A PrivInvest alega que o Presidente moçambicano esteve diretamente envolvido no caso das dívidas que o país quer ver anuladas pela justiça britânica. Segundo o grupo libanês, Nyusi reuniu-se diretamente com representantes da PrivInvest, esteve diretamente envolvido (quando era ministro da Defesa) na preparação dos projectos em causa e solicitou à PrivInvest contribuições para a campanha eleitoral dele e da FRELIMO.
Embora o seu nome tenha sido referenciado por réus e declarantes desde o primeiro ao último dia, o juiz do caso, Efigénio Baptista, que vezes sem conta chegou a mostrar algum nervosismo sempre que o nome do PR era citado, recusou-se a notificar Filipe Nyusi, alegando imunidade e falta de fórum.
Foi assim, no dia 18 de Janeiro, quando Efigénio Baptista indeferiu um requerimento da Ordem dos Advogados de Moçambique (OAM) para ouvir o Presidente da República, Filipe Nyusi, como declarante no caso das “dívidas ocultas”.
A OAM pediu a audição porque Filipe Nyusi era ministro da Defesa à data dos factos constantes no processo.
“Dos membros do comando conjunto, o antigo ministro da Defesa é o único declarante ouvido em sede de instrução”, cujas declarações “não estão previstas para serem confirmadas nesta audiência”, justificou Vicente Manjate, representante da OAM, na ocasião.

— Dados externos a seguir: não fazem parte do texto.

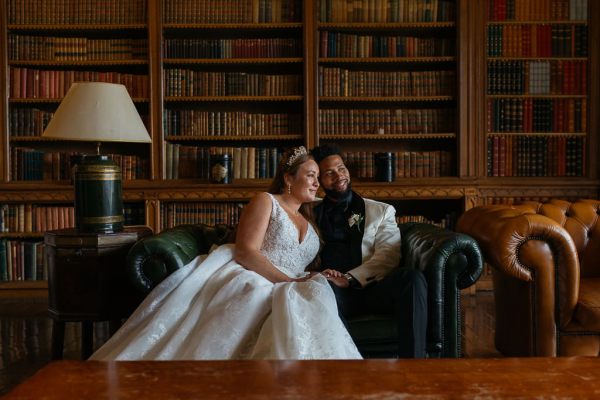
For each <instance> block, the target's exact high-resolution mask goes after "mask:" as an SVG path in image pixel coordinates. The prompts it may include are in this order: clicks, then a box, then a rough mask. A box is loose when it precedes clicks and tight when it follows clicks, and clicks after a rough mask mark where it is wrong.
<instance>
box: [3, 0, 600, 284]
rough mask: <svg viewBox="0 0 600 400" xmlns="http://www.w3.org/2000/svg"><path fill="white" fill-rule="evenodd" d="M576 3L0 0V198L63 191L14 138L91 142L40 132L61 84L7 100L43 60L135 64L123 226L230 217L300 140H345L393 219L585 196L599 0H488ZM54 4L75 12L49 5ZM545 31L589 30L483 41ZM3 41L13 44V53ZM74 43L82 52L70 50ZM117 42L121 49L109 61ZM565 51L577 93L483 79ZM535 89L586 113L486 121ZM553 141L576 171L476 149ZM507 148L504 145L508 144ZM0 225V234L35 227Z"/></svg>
mask: <svg viewBox="0 0 600 400" xmlns="http://www.w3.org/2000/svg"><path fill="white" fill-rule="evenodd" d="M574 1H575V0H538V1H537V2H527V1H520V0H480V1H466V0H447V1H445V0H398V1H391V0H369V1H363V2H357V1H355V0H353V1H350V0H294V1H284V0H185V1H184V0H136V1H132V2H130V1H126V0H109V1H102V4H101V5H102V6H101V5H100V3H99V0H82V1H74V2H65V1H63V0H37V1H33V2H32V1H25V0H1V1H0V22H1V26H2V28H1V29H0V74H1V75H2V76H3V77H5V79H2V80H0V92H2V93H3V96H1V98H0V150H1V151H0V180H1V182H0V205H6V206H11V207H13V206H19V205H27V206H31V207H51V206H69V205H72V202H73V193H72V186H71V184H70V180H69V163H68V162H67V161H63V162H64V164H61V166H60V167H55V168H50V169H49V170H48V169H47V170H46V171H45V173H44V170H43V169H42V172H41V178H42V179H38V178H40V175H37V176H36V175H35V173H37V174H40V172H39V171H37V172H35V173H34V172H31V171H29V172H28V174H26V177H25V178H26V179H23V178H24V174H23V172H25V171H26V169H24V168H21V169H20V170H19V168H18V165H19V162H21V160H22V159H23V156H22V153H23V152H24V150H19V152H17V148H31V149H33V150H34V151H35V152H34V154H40V155H38V156H37V157H42V159H43V158H44V156H43V155H41V154H42V153H43V154H48V153H53V152H54V153H60V156H61V157H62V158H63V159H65V160H66V159H68V158H69V157H68V156H69V154H68V153H69V152H72V151H78V152H89V151H90V149H88V148H86V147H85V146H82V145H76V144H73V143H65V142H57V141H46V140H43V139H42V138H40V137H39V133H40V132H41V131H42V130H43V126H44V121H47V120H48V118H49V116H50V115H51V113H52V112H53V111H54V110H55V109H56V107H57V106H58V104H59V103H60V99H61V95H60V94H61V92H56V91H54V92H51V93H52V96H46V97H44V96H41V97H40V93H41V92H40V91H38V92H37V93H36V92H33V93H34V94H33V95H31V94H28V93H29V92H24V94H25V95H24V96H22V95H21V93H20V92H19V93H18V95H16V94H15V92H14V90H15V87H14V86H15V84H16V82H21V80H19V79H18V78H14V77H15V70H17V71H19V73H21V71H22V70H23V69H27V70H36V71H52V72H50V73H49V74H50V76H59V78H53V79H58V82H61V81H60V76H64V75H65V74H67V75H68V74H71V75H75V73H79V74H83V73H86V72H87V73H88V75H90V76H88V77H87V79H99V78H98V75H93V74H90V72H100V73H102V75H101V76H102V77H103V78H102V79H104V77H106V76H112V75H116V74H117V73H118V74H122V75H127V76H129V75H135V76H144V78H143V82H144V83H142V84H139V83H138V84H136V85H135V88H133V87H132V88H131V91H132V97H133V98H134V101H135V103H136V105H137V106H138V110H139V111H140V114H141V115H142V116H143V117H144V119H145V121H146V123H147V127H148V130H149V132H150V134H151V137H152V143H151V144H149V145H148V144H141V145H126V146H118V147H117V146H114V145H113V146H111V145H110V144H107V145H106V146H104V148H105V152H107V153H112V154H116V155H120V156H123V155H126V156H130V158H129V159H128V161H124V164H123V167H124V168H123V169H124V170H126V169H127V170H128V171H132V168H133V167H132V165H135V168H133V171H136V172H135V173H130V175H127V176H126V179H125V180H124V197H125V203H126V205H127V209H128V211H127V213H128V215H135V217H131V219H130V221H131V223H138V224H139V223H142V224H146V225H148V226H150V227H152V228H153V230H154V231H155V232H158V231H160V230H163V229H165V228H167V227H169V226H171V225H174V224H179V223H184V222H193V221H204V222H211V221H212V222H227V223H228V222H233V221H235V219H236V215H237V213H238V212H239V208H240V207H241V205H243V203H245V202H247V201H248V200H249V199H250V198H251V197H252V196H253V195H255V194H256V193H257V192H259V191H262V190H265V189H266V187H267V185H268V182H269V181H270V174H271V173H272V168H271V165H272V160H274V159H275V158H276V157H277V151H276V150H275V149H283V148H285V147H288V146H291V145H298V144H304V145H306V146H307V147H309V148H310V147H313V146H315V145H318V144H323V143H332V142H335V143H337V144H339V145H340V146H341V147H342V149H343V150H344V151H346V152H347V153H348V158H349V161H350V162H349V164H351V167H352V168H353V178H354V179H353V187H354V188H355V190H357V191H358V192H360V193H361V194H363V195H364V196H366V197H370V198H375V199H379V200H383V201H387V202H390V203H392V204H394V205H395V206H396V207H397V210H398V215H399V216H401V217H402V218H403V219H404V220H406V219H409V217H410V216H414V218H416V219H423V218H425V219H428V220H434V221H436V222H439V223H446V224H449V226H450V227H451V226H452V221H454V220H455V219H456V218H457V217H458V216H459V215H460V213H461V212H463V211H464V210H466V209H468V208H471V207H473V206H476V205H479V204H487V203H493V202H509V201H518V200H522V199H546V198H558V197H560V198H569V199H574V198H579V197H592V198H595V197H597V196H598V189H599V188H600V181H599V180H598V162H597V161H596V155H597V154H598V135H599V128H600V125H599V124H600V121H599V118H600V117H599V115H598V113H594V112H592V111H593V110H597V109H598V107H599V101H600V81H599V78H598V77H596V76H595V74H592V73H591V71H596V70H598V67H600V64H599V56H600V51H599V50H598V49H597V48H596V47H594V46H592V45H591V44H592V43H598V42H599V41H600V4H598V3H597V2H594V1H588V2H587V21H584V20H583V19H581V20H580V19H576V20H574V21H571V20H568V21H564V20H557V18H554V17H552V15H553V14H548V15H550V18H547V17H543V18H544V19H543V20H542V19H541V18H539V19H536V20H532V19H530V18H525V17H519V18H518V19H516V20H509V21H506V20H505V19H503V20H498V18H497V17H494V15H495V14H494V13H493V10H494V7H498V4H503V5H505V6H506V5H507V4H508V6H509V9H510V7H511V5H512V4H517V5H518V6H519V7H521V8H522V5H523V4H525V3H539V4H540V5H547V6H548V7H557V6H558V5H564V4H567V5H569V4H571V3H570V2H574ZM34 3H35V4H34ZM579 3H580V1H578V2H577V4H579ZM66 4H71V6H72V7H71V8H69V10H68V11H67V10H62V11H61V7H64V5H66ZM573 4H575V3H573ZM34 5H35V6H36V7H33V6H34ZM29 7H31V9H29ZM521 8H520V10H521ZM39 10H42V11H39ZM92 10H93V12H92ZM98 10H103V12H99V11H98ZM208 10H210V11H208ZM580 12H581V11H580ZM519 15H522V14H519ZM490 16H492V18H490ZM547 25H549V26H557V27H559V28H560V27H569V28H570V29H571V30H572V31H574V30H578V32H583V31H585V32H587V43H588V45H587V52H586V51H584V50H585V49H583V48H581V46H579V47H578V49H579V50H578V51H579V53H578V57H570V56H569V57H567V56H566V55H564V54H562V53H561V54H553V55H551V56H549V57H546V56H544V57H540V56H539V55H535V56H534V55H526V54H524V53H523V54H518V53H510V52H509V53H507V54H504V53H503V54H501V55H496V54H495V53H491V52H490V51H491V49H490V47H493V46H492V45H495V46H496V47H495V48H494V49H496V50H495V51H498V50H497V49H498V48H499V49H500V50H506V51H508V50H507V49H510V51H511V52H513V51H514V50H513V47H512V46H511V47H502V46H500V47H498V44H497V43H496V42H495V40H496V39H495V37H497V36H496V35H498V33H497V32H498V31H499V30H511V32H512V30H516V28H515V27H521V26H528V27H536V26H547ZM528 29H531V28H528ZM544 29H546V28H544ZM563 31H565V32H566V30H564V29H562V30H561V29H555V32H556V33H558V32H563ZM503 35H504V34H503ZM513 35H516V34H513ZM581 35H583V33H578V34H577V36H576V37H577V38H580V37H581ZM507 36H508V35H507ZM502 37H504V36H502ZM510 37H512V38H513V39H514V38H516V37H517V36H510ZM565 37H566V36H565ZM15 38H17V39H15ZM49 38H57V39H49ZM573 38H574V37H573ZM44 40H46V41H48V40H50V42H44ZM125 40H127V41H125ZM132 40H133V41H132ZM92 41H99V42H102V41H104V42H102V43H104V45H107V44H109V43H112V44H113V45H114V46H116V47H118V48H119V50H118V51H110V52H108V53H106V52H105V53H102V52H100V53H99V55H98V56H96V55H95V54H97V53H96V52H95V51H89V50H88V48H91V47H85V46H84V44H83V43H87V44H89V43H90V42H92ZM15 42H18V46H20V47H21V48H24V49H25V50H23V49H22V50H21V51H20V52H19V51H17V52H15V46H17V45H15ZM36 43H37V44H38V45H39V43H46V44H48V46H47V47H46V49H48V48H50V49H54V50H55V53H61V51H62V50H63V47H66V48H67V50H66V54H67V56H65V54H59V56H60V57H58V58H60V59H57V54H53V55H52V56H49V55H48V53H44V54H41V53H39V52H36V51H34V50H31V48H30V47H31V46H35V45H36ZM18 46H17V47H18ZM27 46H30V47H27ZM119 46H120V47H119ZM38 47H39V46H38ZM84 47H85V49H86V50H85V51H83V49H84ZM73 48H74V49H75V50H74V51H75V54H76V55H77V57H75V56H69V54H70V52H71V51H72V50H73ZM113 48H114V47H113ZM124 48H127V49H128V50H124ZM94 49H96V48H95V47H94ZM46 51H48V50H46ZM88 51H89V53H88ZM121 51H123V52H124V53H125V54H126V55H121V56H117V55H116V54H122V53H121ZM92 54H94V56H92ZM579 55H581V57H579ZM85 57H87V58H85ZM32 58H33V59H32ZM124 58H125V59H124ZM565 61H573V62H577V63H581V64H582V65H584V66H583V67H582V68H583V69H582V70H581V71H584V70H585V71H587V78H586V79H587V81H586V83H585V85H584V86H585V87H584V88H583V89H584V91H583V92H582V93H577V94H572V93H560V92H558V93H554V92H553V93H551V94H549V95H546V94H544V95H538V94H536V95H533V94H530V93H524V92H519V93H512V92H511V93H508V94H496V93H492V91H490V88H491V87H493V84H494V82H493V80H494V79H495V78H496V77H497V75H493V76H491V78H490V75H489V73H491V72H492V71H494V68H495V66H496V64H497V63H503V62H507V63H509V62H516V63H520V64H527V63H532V62H544V63H549V64H556V63H561V62H565ZM496 69H497V68H496ZM64 71H73V72H72V73H71V72H64ZM43 74H48V72H43ZM33 75H34V76H35V75H36V74H35V73H33ZM37 75H38V76H40V75H42V74H40V73H38V74H37ZM25 76H27V73H26V74H25ZM44 76H46V75H44ZM63 80H64V79H63ZM131 80H132V79H130V81H131ZM25 89H27V85H25ZM47 90H48V88H44V94H46V91H47ZM529 99H531V100H537V99H541V100H543V101H550V102H553V101H554V102H558V103H559V104H562V103H564V102H567V104H568V105H567V108H568V107H569V106H570V105H571V104H572V105H573V108H575V105H576V103H577V102H578V101H579V102H580V103H577V104H579V106H580V108H581V110H583V109H584V108H585V109H587V114H586V116H585V117H581V118H580V119H579V122H578V125H577V129H575V131H573V132H571V131H570V130H566V129H561V130H547V131H543V132H538V131H534V130H532V131H528V130H526V129H520V130H517V129H512V128H514V127H515V126H516V125H514V126H510V128H507V127H506V126H502V128H501V129H500V128H498V129H496V127H494V129H490V128H489V126H490V121H493V119H490V117H491V116H493V115H494V114H493V113H490V112H489V110H490V109H493V106H494V105H495V104H496V105H497V104H504V103H506V104H509V106H507V107H508V108H507V109H508V110H509V111H510V115H511V120H517V119H518V117H517V115H519V112H520V111H519V110H520V108H519V107H518V106H519V104H521V103H523V102H526V101H529ZM511 101H512V103H511ZM561 102H562V103H561ZM584 103H585V104H584ZM498 107H499V106H498ZM496 114H498V115H499V113H496ZM513 114H514V115H513ZM542 115H543V113H542ZM542 119H543V118H542ZM536 121H537V119H536ZM25 122H26V123H25ZM496 122H498V121H496ZM15 124H16V127H17V128H18V129H17V128H15ZM583 125H585V129H584V128H583ZM536 129H537V128H536ZM540 129H542V128H540ZM557 136H563V137H566V136H568V137H575V138H578V139H581V141H582V143H583V146H582V147H581V151H580V154H581V156H582V160H584V162H582V163H581V168H580V170H578V171H579V172H578V173H577V174H574V176H566V175H567V174H566V173H565V174H562V176H550V175H549V174H548V173H546V174H540V175H543V176H533V175H535V174H533V173H523V174H520V175H523V176H517V175H519V174H515V173H514V170H513V173H512V176H509V175H510V174H507V170H506V165H507V164H506V160H505V161H504V175H505V176H494V171H497V173H496V175H500V173H499V164H498V167H497V168H496V170H494V166H493V165H491V168H490V165H489V164H490V163H489V161H488V155H489V154H490V152H489V150H493V142H494V138H506V137H509V138H512V140H514V138H520V137H534V138H554V137H557ZM490 141H491V142H492V147H490V146H489V145H488V142H490ZM496 142H498V144H497V146H496V147H497V148H498V149H499V147H500V146H499V145H500V143H499V141H498V140H497V139H496ZM540 146H541V145H540ZM506 148H507V145H506V142H505V143H504V149H505V153H507V151H506ZM540 148H541V147H540ZM378 152H392V153H394V154H395V155H396V160H397V163H396V166H397V171H396V172H397V176H396V178H395V180H394V181H393V182H376V181H375V180H374V179H373V173H374V167H373V163H372V159H373V157H374V154H375V153H378ZM63 153H64V155H63ZM218 153H228V154H230V155H231V156H232V157H233V159H234V165H237V166H238V169H237V171H236V172H235V173H236V174H237V175H236V176H235V178H234V179H233V183H231V184H227V185H222V184H221V185H220V184H211V183H210V181H209V176H208V174H207V169H208V167H209V163H210V161H209V160H210V159H209V157H208V156H207V155H208V154H218ZM27 157H28V156H26V158H27ZM57 157H58V156H55V158H57ZM46 158H47V159H50V160H51V159H52V158H51V157H49V156H47V155H46ZM252 160H254V165H255V167H254V168H251V167H249V165H252ZM493 160H494V158H493V155H492V162H493ZM259 161H262V163H260V162H259ZM242 165H245V166H246V168H241V167H240V166H242ZM15 168H16V171H15ZM234 170H235V168H234ZM490 171H491V173H490ZM19 173H21V175H19ZM569 175H573V174H569ZM127 177H129V178H131V179H127ZM19 178H20V179H19ZM34 178H35V179H37V180H29V179H34ZM224 203H225V205H224ZM28 218H29V217H28ZM443 221H446V222H443ZM0 235H1V236H2V237H3V238H5V239H7V240H9V239H15V238H16V239H19V238H22V239H24V240H29V239H30V237H31V236H32V237H33V238H34V239H35V240H40V238H41V236H42V234H41V232H20V231H9V232H4V233H0ZM32 285H33V287H34V288H35V287H44V283H39V282H33V283H32V282H9V283H1V284H0V288H1V289H6V288H8V289H14V290H16V289H23V290H31V288H32ZM3 292H6V291H3Z"/></svg>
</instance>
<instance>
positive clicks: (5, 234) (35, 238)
mask: <svg viewBox="0 0 600 400" xmlns="http://www.w3.org/2000/svg"><path fill="white" fill-rule="evenodd" d="M43 237H44V233H43V232H0V238H15V239H36V238H40V239H41V238H43Z"/></svg>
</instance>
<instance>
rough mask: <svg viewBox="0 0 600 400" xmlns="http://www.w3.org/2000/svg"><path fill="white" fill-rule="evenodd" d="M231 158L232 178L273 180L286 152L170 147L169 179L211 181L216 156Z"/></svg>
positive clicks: (278, 148)
mask: <svg viewBox="0 0 600 400" xmlns="http://www.w3.org/2000/svg"><path fill="white" fill-rule="evenodd" d="M220 154H227V155H228V156H229V159H230V163H229V166H230V169H231V170H230V171H227V173H228V174H229V178H230V179H233V180H236V179H266V178H273V177H274V176H275V172H276V171H277V164H278V162H279V159H280V157H281V154H282V150H281V149H279V148H276V147H232V146H228V147H218V146H211V147H204V146H185V145H182V144H179V143H170V142H167V143H166V172H167V179H200V180H210V177H211V176H210V174H211V166H212V161H213V158H214V157H215V156H216V155H220Z"/></svg>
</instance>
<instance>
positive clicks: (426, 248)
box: [400, 223, 483, 357]
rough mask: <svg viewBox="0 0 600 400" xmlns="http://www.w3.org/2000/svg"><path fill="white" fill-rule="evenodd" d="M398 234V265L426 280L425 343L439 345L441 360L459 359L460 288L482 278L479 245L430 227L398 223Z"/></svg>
mask: <svg viewBox="0 0 600 400" xmlns="http://www.w3.org/2000/svg"><path fill="white" fill-rule="evenodd" d="M400 231H401V233H402V259H401V266H404V267H408V268H417V269H419V270H421V271H423V274H424V275H425V278H426V280H427V286H428V289H427V293H428V299H427V301H428V315H427V318H428V323H427V335H428V342H431V343H441V344H442V346H443V348H442V349H440V350H441V356H442V357H460V355H461V340H460V337H461V324H460V289H465V288H467V287H469V286H471V285H473V284H474V283H475V282H476V281H477V279H479V276H480V275H481V272H482V269H483V259H482V256H481V252H480V250H479V246H478V245H477V242H476V241H475V240H474V239H473V238H471V237H470V236H468V235H465V234H461V233H456V232H452V231H450V230H447V229H442V228H439V227H437V226H435V225H431V224H422V223H407V224H401V225H400ZM428 351H429V352H432V349H428Z"/></svg>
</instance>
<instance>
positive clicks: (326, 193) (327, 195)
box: [323, 181, 352, 201]
mask: <svg viewBox="0 0 600 400" xmlns="http://www.w3.org/2000/svg"><path fill="white" fill-rule="evenodd" d="M323 190H324V191H325V195H326V196H327V197H329V198H330V199H331V200H333V201H348V200H349V199H350V197H352V183H351V182H350V181H348V186H347V187H346V190H344V191H343V192H338V191H337V190H333V189H325V188H323Z"/></svg>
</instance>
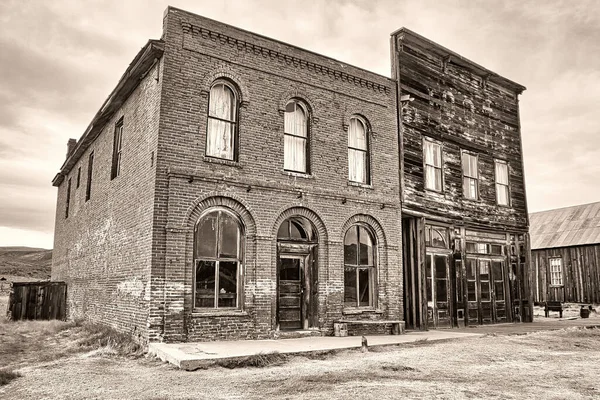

Porém, o juiz afirmou que “a diligência requerida não contribui para a descoberta da verdade” e retardaria “o andamento do processo”, escancarando assim, pela primeira vez, a porta pequena para Filipe Nyusi, que agora tenta o mesmo recurso para não se pronunciar sobre factos a si imputados.
Entretanto, observadores em Maputo dizem que ao não se abrir para um provável esclarecimento do caso das dívidas ocultas em sede do tribunal, abre espaço para que dúvidas persistam sobre o seu envolvimento ou não no calote e alimenta especulações de que terá realmente recebido subornos da PrivInvest.